ADR-001a: Netty Channel Lifecycle with Cats Effect IO¶
Status: Accepted
Date: November 2025
Parent ADR: INF-001: Scala 3 Migration
Deciders: Chippr Robotics LLC Engineering Team
Context¶
During the Scala 3 and Cats Effect 3 migration (ADR-001), we encountered a critical issue with the vendored scalanet library's UDP channel management. Channels were reporting as "CLOSED" during peer enrollment despite successful bind operations, preventing peer discovery from functioning.
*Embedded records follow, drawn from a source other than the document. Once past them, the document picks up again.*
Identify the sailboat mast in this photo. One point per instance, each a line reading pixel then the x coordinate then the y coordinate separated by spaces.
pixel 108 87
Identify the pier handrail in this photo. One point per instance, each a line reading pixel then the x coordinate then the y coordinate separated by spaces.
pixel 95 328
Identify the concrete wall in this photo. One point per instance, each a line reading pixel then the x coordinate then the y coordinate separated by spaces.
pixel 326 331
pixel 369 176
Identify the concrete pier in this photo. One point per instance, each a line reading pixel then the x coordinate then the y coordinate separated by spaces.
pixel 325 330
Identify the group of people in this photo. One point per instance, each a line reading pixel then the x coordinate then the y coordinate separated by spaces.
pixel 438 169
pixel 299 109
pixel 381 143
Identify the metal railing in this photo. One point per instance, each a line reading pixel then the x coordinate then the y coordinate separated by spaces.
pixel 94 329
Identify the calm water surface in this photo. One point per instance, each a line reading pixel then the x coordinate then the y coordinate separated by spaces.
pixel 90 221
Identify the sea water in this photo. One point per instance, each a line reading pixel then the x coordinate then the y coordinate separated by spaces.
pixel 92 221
Original Implementation (IOHK scalanet with Monix Task)¶
The original IOHK scalanet library (v0.8.0) used Monix Task and followed this pattern:
// Original Monix Task pattern
private lazy val serverBinding: ChannelFuture =
new Bootstrap().bind(localAddress)
override def client(to: Address): Resource[Task, Channel] = {
for {
_ <- Resource.liftF(raiseIfShutdown)
remoteAddress = to.inetSocketAddress
channel <- Resource {
ChannelImpl(
nettyChannel = serverBinding.channel, // Direct access to lazy val
localAddress = localAddress,
remoteAddress = remoteAddress,
...
).allocated
}
} yield channel
}
private def initialize: Task[Unit] =
toTask(serverBinding) // Wait for bind to complete
.onErrorRecoverWith { ... }
Key Characteristics:
- serverBinding is a lazy val that creates and caches the ChannelFuture
- initialize() waits for the bind operation to complete via toTask()
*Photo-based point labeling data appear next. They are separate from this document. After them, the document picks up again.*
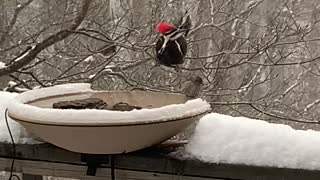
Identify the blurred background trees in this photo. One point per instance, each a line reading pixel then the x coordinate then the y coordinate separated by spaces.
pixel 257 58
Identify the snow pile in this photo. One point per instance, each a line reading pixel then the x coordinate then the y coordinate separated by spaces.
pixel 92 116
pixel 237 140
pixel 19 133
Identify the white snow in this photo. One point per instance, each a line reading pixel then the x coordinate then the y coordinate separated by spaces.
pixel 237 140
pixel 93 116
pixel 19 133
pixel 2 64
- Client channels access the Netty channel directly via serverBinding.channel
- No intermediate caching of the channel reference
Migrated Implementation (Initial Cats Effect IO Attempt)¶
The initial migration to Cats Effect IO introduced an optimization:
// Initial CE3 migration with boundChannelRef
class StaticUDPPeerGroup[M] private (
...
boundChannelRef: Ref[IO, Option[io.netty.channel.Channel]]
)
private def initialize: IO[Unit] =
for {
_ <- toTask(serverBinding)
channel = serverBinding.channel()
_ <- boundChannelRef.set(Some(channel)) // Cache channel reference
} yield ()
override def client(to: Address): Resource[IO, Channel] = {
for {
nettyChannel <- Resource.eval(boundChannelRef.get.flatMap {
case Some(ch) => IO.pure(ch)
case None => IO.raiseError(...)
})
channel <- Resource { ... }
} yield channel
}
Problems Introduced:
1. Race Condition: The channel reference was cached in boundChannelRef before Netty's async initialization completed
2. State Staleness: Accessing the cached reference could return a channel in an intermediate state
3. Thread Safety: The channel state was being inspected from different threads than Netty's event loop
4. Lazy Val Semantics: The lazy val serverBinding evaluation timing differed between Task and IO contexts
Investigation Findings¶
Netty Channel Lifecycle¶
Understanding Netty's channel lifecycle was critical:
1. Bootstrap.bind() called
↓
2. Channel created (NEW state)
↓
3. Channel registered with EventLoopGroup (REGISTERED)
↓
4. Bind operation initiated (BINDING)
↓
5. Bind completes, ChannelFuture fires (BOUND)
↓
6. Channel becomes active (ACTIVE)
↓
7. Channel ready for I/O operations
Critical Insight: The ChannelFuture returned by bind() completes at step 5, but the channel may not be in ACTIVE state (step 6) immediately. The cached channel reference at step 5 could be inspected before step 6 completes.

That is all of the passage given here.